# Backoff strategy
The blocking paths in `send`/`recv`/`recv_timeout` progress through three
phases before touching the kernel. Each phase is designed to handle a
different scenario without paying the cost of the next one.
## Phase 1: fast path
```text
try queue op → success → return
```
The first thing every blocking operation does is try the underlying
queue. If the queue isn't full (`send`) or isn't empty (`recv`), we
return immediately. This is the path taken by ~99% of operations in
steady state.
No atomics beyond the queue itself. No syscalls. No spinning.
## Phase 2: spin with backoff
```text
try queue op → fail → crossbeam_utils::Backoff::snooze() × N
```
If the fast path fails, the operation enters a bounded spin loop using
`crossbeam_utils::Backoff::snooze()`. This yields the CPU to hyperthreads
on the same core via the `PAUSE` instruction (on x86), then gradually
escalates to `yield_now()`.
The number of iterations is controlled by `snooze_iters`, which defaults
to **8**. After each iteration, the operation retries the queue. Typical
contention windows (one side is a few cycles behind the other) resolve
inside this phase without ever calling into the kernel.
Configured per-channel:
```rust
use nexus_channel::channel_with_config;
// Aggressive: spin longer before parking. Burns more CPU but lower tail.
let (tx, rx) = channel_with_config::<u64>(1024, 64);
// Conservative: park quickly. Better for idle-heavy workloads.
let (tx, rx) = channel_with_config::<u64>(1024, 2);
```
Higher `snooze_iters` favor latency (never park when the counterparty is
about to wake up). Lower values favor CPU efficiency on channels that
spend most of their time idle.
## Phase 3: park
```text
register as parked → final retry → thread::park() → wake → retry
```
If spinning doesn't resolve the operation, the thread registers itself as
parked (sets a `CachePadded<AtomicBool>` in the shared state) and calls
`std::thread::park()`. The other side's `send` / `recv` sees the parked
flag and issues `Unparker::unpark()` — the *only* syscall in the whole
flow.
The final retry between "register as parked" and "park()" is critical:
without it, there's a race where the other side's value lands between
the previous retry and the park, and the parked thread sleeps forever.
## Conditional parking — the whole point
Most channel implementations unpark on every send/recv transition
regardless of whether the other side is actually sleeping. That's
defensive — it always works — but it pays for a syscall on operations
that didn't need one.
`nexus-channel` checks the parked flag before unparking:
```rust,ignore
// Conceptual — after a successful send()
if shared.receiver_parked.load(Acquire) {
receiver_unparker.unpark(); // only this path touches the kernel
}
```
When both sides are busy (the common hot path), neither is parked, and
no unparks fire. The p50 stays in the ~600 cycle range and only the rare
burst-end cases hit the kernel.
This is why the p999 is 14.8× better than crossbeam: the tail is
dominated by avoided syscalls, not by avoided contention.
## Picking `snooze_iters`
| Hot pipeline, continuous throughput | 16–64 |
| Bursty producer with idle gaps | 4–8 (default) |
| Mostly idle, occasional messages | 1–2 |
| Latency-critical, CPU abundant | 128+ |
Measure before tuning. The default of 8 is already good for most cases.

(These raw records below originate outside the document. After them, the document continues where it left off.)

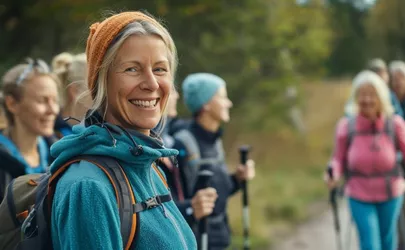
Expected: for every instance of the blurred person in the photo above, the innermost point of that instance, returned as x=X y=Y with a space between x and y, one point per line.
x=205 y=96
x=61 y=62
x=132 y=62
x=72 y=74
x=30 y=105
x=362 y=140
x=378 y=66
x=172 y=123
x=397 y=72
x=3 y=122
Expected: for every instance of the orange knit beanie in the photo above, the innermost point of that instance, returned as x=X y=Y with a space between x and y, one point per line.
x=100 y=37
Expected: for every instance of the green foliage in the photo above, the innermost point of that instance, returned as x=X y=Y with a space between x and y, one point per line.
x=259 y=47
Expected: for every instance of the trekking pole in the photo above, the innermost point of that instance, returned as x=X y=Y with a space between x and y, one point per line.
x=204 y=177
x=244 y=151
x=334 y=204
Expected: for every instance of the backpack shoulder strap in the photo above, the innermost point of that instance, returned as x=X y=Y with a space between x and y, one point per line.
x=351 y=130
x=156 y=168
x=389 y=129
x=123 y=191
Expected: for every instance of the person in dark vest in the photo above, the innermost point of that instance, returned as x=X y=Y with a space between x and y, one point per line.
x=200 y=147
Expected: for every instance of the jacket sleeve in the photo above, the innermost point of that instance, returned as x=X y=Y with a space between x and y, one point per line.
x=187 y=211
x=85 y=216
x=340 y=148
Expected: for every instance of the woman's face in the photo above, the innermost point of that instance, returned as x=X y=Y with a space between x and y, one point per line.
x=368 y=101
x=218 y=107
x=139 y=83
x=37 y=109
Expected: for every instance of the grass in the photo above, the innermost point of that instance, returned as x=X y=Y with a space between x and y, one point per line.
x=289 y=168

## What the backoff is not
- **Not adaptive.** The snooze iterations are fixed per channel. The
implementation doesn't learn from past contention.
- **Not priority-aware.** There's no concept of "urgent" messages that
skip the queue.
- **Not cross-channel.** Each channel has its own pair of park flags;
you can't share a wakeup source across channels. If you want that,
look at [`nexus-notify`](../../nexus-notify).